Singapore
From the first room to the last, Jane Lee’s “Lila: Unending Play” (on view through September 24) celebrates a restless, playful artist who re-imagines nightscapes and the astronomical sublime to astound, inspire, and assault the senses. For Lee, abstract painting has long been more than a means to experiment with form and color on a flat surface. Rather than creating images or pictures, she stages her works as sensuous, spatial objects that bring surrounding architecture to life.
Entering a white room, I mused on the dichotomy between an intellectual, logical abstraction expressed by Lee’s series of white door frames reacting against a long black corridor and an emotional, intuitive abstraction embodied in a tiny, vigorously layered and sculpted black relief-painting topped with a big dollop of white paint. Venturing further might lead into optical and cognitive obliteration. Yet we desire to continue, to be manipulated into the unknown. So I headed through the hypnotic, repetitive doorways, subjecting myself to pupil-dilating tricks and perhaps a moment of vertiginous anxiety.
The far end of the corridor revealed the third and final part of this group of works, collectively titled Lila (The Ultimate Play) (2023). I found myself in a dark room, staring at a black, cave-like subterranean space with an opening finished in sensuously tactile white plaster. Within the space, Lee gave close attention to different manifestations of the sublime as found in the night sky and illuminated cities. A large-scale, immersive black painting on wood, In Praise of Darkness (2023), sets the stage for a performative display of her process, which I would liken to “chrysanthemum wedging” in Japanese ceramics. Lee sculpted the acrylic paint and gel into continuous, rhythmic circular patterns, the glistening forms suggesting a black, choppy sea or the skyglow invoked by astronomers and environmentalists.
Hollow and Empty (2023), a wall-like sculpture featuring numerous mirror-finish circular steel plates placed at strange angles to each other, presides at the center of the show, throwing swirling, glittering patterns onto the walls and ceiling. The impression is of a sparkly nightclub, but a closer look reveals these effects to be reflections and shadows cast by this visually complex work. The beauty of Hollow and Empty lies, at least partly, in the abstract order of “straight lines and circles” made into tangible “surfaces and solids.” Lee’s rigorous technique seems to parallel that of a mathematician reducing everything to logic.
The Object I and The Object II (both 2011), sculptural paintings made of mixed media on wood, resemble knitted fabrics or heavy tapestries, draped and folded, cut and torn by hand or machine. Their striated appearance, achieved through numerous threads of squeezed white paint overlaid one on top of the other, animates the surface with movement and action, as reds, ochres, and other colors subtly creep through the whites.

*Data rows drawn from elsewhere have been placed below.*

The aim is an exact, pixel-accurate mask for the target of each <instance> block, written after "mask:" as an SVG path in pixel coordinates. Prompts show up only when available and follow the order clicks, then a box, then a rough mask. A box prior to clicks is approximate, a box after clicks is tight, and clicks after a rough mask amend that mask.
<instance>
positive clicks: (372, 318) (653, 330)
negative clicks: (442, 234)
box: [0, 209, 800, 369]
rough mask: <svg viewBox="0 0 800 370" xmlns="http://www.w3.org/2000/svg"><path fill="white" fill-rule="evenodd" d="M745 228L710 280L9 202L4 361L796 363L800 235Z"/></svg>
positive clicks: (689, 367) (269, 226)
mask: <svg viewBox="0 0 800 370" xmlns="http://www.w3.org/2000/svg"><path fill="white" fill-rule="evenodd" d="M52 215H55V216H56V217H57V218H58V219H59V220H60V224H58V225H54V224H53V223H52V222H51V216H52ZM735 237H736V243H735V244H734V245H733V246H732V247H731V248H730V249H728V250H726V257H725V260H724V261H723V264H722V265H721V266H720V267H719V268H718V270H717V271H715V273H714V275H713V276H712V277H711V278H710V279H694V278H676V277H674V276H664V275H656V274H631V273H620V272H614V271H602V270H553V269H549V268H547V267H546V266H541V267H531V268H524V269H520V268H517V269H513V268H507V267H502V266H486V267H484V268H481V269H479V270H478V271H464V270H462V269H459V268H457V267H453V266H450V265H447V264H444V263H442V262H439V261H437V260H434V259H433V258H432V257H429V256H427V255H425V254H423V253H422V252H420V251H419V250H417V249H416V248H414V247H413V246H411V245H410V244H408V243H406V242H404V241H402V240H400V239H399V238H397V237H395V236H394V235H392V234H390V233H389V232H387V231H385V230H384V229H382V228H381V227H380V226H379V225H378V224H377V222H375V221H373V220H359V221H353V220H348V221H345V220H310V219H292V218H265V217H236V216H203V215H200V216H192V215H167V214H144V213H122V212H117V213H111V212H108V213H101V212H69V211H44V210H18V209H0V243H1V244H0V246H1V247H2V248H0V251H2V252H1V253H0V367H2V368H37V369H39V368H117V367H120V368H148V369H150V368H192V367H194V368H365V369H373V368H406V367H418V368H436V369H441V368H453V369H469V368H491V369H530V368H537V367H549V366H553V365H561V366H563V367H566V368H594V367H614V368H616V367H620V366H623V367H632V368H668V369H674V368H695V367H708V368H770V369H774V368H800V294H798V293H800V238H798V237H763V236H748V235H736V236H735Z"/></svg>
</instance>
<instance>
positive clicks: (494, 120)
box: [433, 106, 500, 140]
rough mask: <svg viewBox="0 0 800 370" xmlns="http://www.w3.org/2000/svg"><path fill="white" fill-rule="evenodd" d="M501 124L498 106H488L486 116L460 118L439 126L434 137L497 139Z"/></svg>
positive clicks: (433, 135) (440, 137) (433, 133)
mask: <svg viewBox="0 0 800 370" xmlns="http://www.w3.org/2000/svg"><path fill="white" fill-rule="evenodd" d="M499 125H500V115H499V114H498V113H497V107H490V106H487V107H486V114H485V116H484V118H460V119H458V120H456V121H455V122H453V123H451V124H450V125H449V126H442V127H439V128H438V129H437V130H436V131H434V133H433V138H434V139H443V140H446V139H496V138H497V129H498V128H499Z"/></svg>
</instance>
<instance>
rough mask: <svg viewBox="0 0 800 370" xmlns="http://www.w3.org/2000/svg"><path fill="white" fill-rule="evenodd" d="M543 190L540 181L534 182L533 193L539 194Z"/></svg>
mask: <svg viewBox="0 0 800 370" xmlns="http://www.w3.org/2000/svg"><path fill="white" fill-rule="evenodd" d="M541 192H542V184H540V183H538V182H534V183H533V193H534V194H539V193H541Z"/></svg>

The show truly comes alive with these objects, which relate to walls and floor in various ways. The stunning red monument Status (2009) spills off the wall, onto the floor, and into the room with elegance, unfurling like a larger-than-life gown; a feather-trim border frames the spellbinding rectangular “bodice,” setting off a sparkling interior in which solidity erodes into an open-work play of residual geometry and random patterning. Defying the pictorial and the surface limitations of painting, Lee’s works expand their reach to become sculpture, engaging space and creating their own environments.